CATSplat: Context-Aware Transformer with Spatial Guidance for Generalizable 3D Gaussian Splatting from A Single-View Image¶
Conference: ICCV 2025 arXiv: 2412.12906 Code: Project Page Authors: Wonseok Roh, Hwanhee Jung, Jong Wook Kim et al. (Korea University, Google, Purdue University) Area: 3D Vision / Novel View Synthesis / 3DGS Keywords: Single-view 3D reconstruction, 3D Gaussian Splatting, vision-language model, text guidance, spatial guidance, point cloud features
TL;DR¶
This paper proposes CATSplat, a generalizable Transformer framework for feed-forward single-view 3DGS reconstruction.
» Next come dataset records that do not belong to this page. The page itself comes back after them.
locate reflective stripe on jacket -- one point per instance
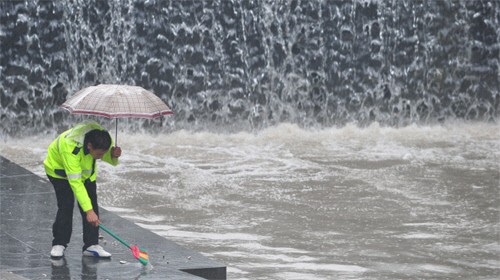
(68, 159)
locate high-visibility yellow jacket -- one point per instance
(68, 159)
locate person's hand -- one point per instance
(116, 152)
(92, 218)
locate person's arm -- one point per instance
(112, 155)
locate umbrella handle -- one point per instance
(116, 132)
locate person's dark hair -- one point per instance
(100, 139)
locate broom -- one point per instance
(139, 253)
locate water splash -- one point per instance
(230, 65)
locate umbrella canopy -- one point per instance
(117, 101)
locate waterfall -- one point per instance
(243, 65)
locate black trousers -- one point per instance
(63, 225)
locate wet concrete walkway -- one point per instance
(27, 204)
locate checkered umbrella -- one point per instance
(117, 101)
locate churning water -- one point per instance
(314, 139)
(339, 203)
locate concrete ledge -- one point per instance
(27, 205)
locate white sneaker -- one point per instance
(96, 251)
(57, 251)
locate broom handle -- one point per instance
(114, 235)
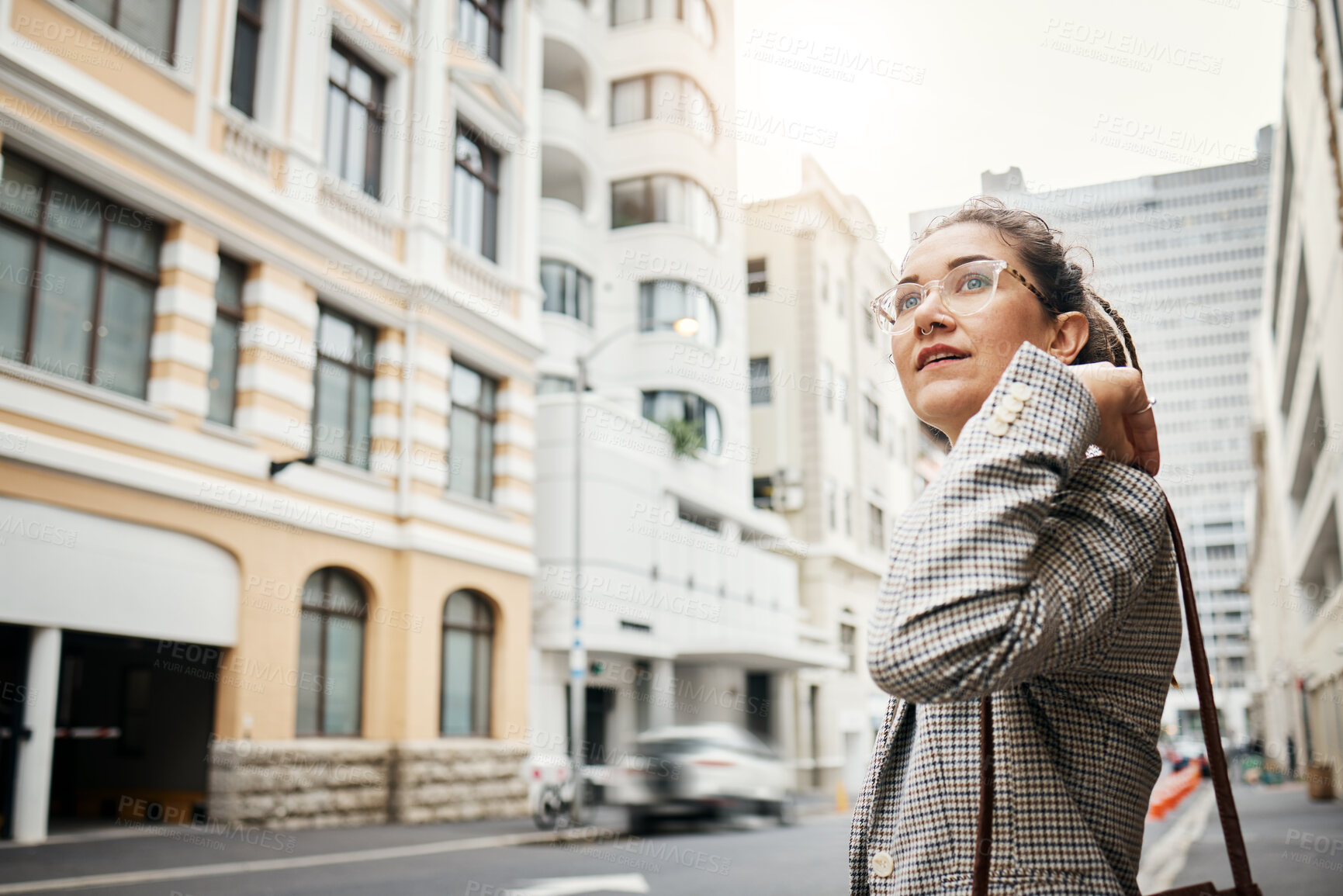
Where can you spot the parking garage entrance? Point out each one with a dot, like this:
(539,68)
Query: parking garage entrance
(133,727)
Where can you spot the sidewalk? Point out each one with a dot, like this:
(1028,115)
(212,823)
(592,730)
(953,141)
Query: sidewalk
(1295,846)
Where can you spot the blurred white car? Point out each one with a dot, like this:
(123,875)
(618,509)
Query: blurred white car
(701,770)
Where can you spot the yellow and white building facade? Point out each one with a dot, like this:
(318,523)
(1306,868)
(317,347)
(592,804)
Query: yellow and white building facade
(269,317)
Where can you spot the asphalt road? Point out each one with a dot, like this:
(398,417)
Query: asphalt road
(1295,846)
(694,860)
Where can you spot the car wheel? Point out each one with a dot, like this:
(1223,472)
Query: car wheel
(639,821)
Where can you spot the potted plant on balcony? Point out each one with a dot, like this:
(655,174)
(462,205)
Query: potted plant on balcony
(687,438)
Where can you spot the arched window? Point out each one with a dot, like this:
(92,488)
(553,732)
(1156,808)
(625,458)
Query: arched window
(663,303)
(468,653)
(663,95)
(669,405)
(668,199)
(331,655)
It enhances image features via dual cross-attention using VLM text embeddings (contextual prior) and 3D point cloud features (spatial prior), achieving comprehensive improvements over Flash3D in PSNR/SSIM/LPIPS on RE10K and other datasets, with strong cross-dataset generalization.
Background & Motivation¶
- Generalizable feed-forward methods based on 3DGS (pixelSplat, MVSplat) have succeeded in multi-view settings by exploiting cross-view correspondence, but the single-view setting suffers from severe information scarcity.
- Flash3D pioneered single-view 3DGS feed-forward reconstruction (using a foundation depth estimation model), yet this setting remains underexplored.
- Multi-view methods can leverage physical techniques such as triangulation to obtain 3D cues, which are unavailable in the single-view case.
- Core Insight: Information from sources beyond visual cues must be incorporated—specifically, textual semantics and 3D geometric priors.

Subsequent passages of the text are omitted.